His family has talked of the Blitz for years—Uncle Clyde claims that suffering through it as a tot inspired him to become the man that he is—and Rupert has always tried to imagine the difficulties and the heroism. So when he, as part of his training, was allowed in the Experience, he had the shock of his young life. Not the discomfort of the scratchy walls or the faint whistle as bombs fell outside. The room’s shaking disturbed him and so did the faint smell of smoke, but it was designed to disturb him.

He planned for that, and sat at attention as he imagined his grandparents—his grandmother, pregnant with his mother, and his Uncle Clyde in short pants, his hands clasping his chubby knees, all enduring.

But they probably hadn’t endured. That’s what so surprised Rupert. The Experience showed it all—the good and the bad—the way that the stress made the people in the shelter snap at each other and snipe, bitterly complaining about their lot.

He hadn’t ever imagined that, and later, when the lights come up, and recorded voices spoke of helping the injured and fighting blazes, it wasn’t enough to overcome his shock.

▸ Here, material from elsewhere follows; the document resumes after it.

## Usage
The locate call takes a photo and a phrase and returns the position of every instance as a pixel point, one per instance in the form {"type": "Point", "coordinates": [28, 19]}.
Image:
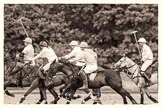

For some reason he had thought it hadn’t been that divisive, that everyone had come together, and clearly they hadn’t—not willingly at least, and not every single night.

He’d stepped out of that experience a changed man. He thought of that every Sunday afternoon, when he spent the last ninety minutes of his day guiding patrons into and out of the Blitz Experience.

This afternoon’s influx of Americans doesn’t really please him. Two groups of Americans went through the Experience earlier, when he wasn’t monitoring the rope, and he was glad of it. Since he started monitoring the Experience this afternoon, he’d watched the remaining Americans filter their way here. Now they stand at the end of the queue. Four boys and three girls, along with three adults, two men and a younger woman.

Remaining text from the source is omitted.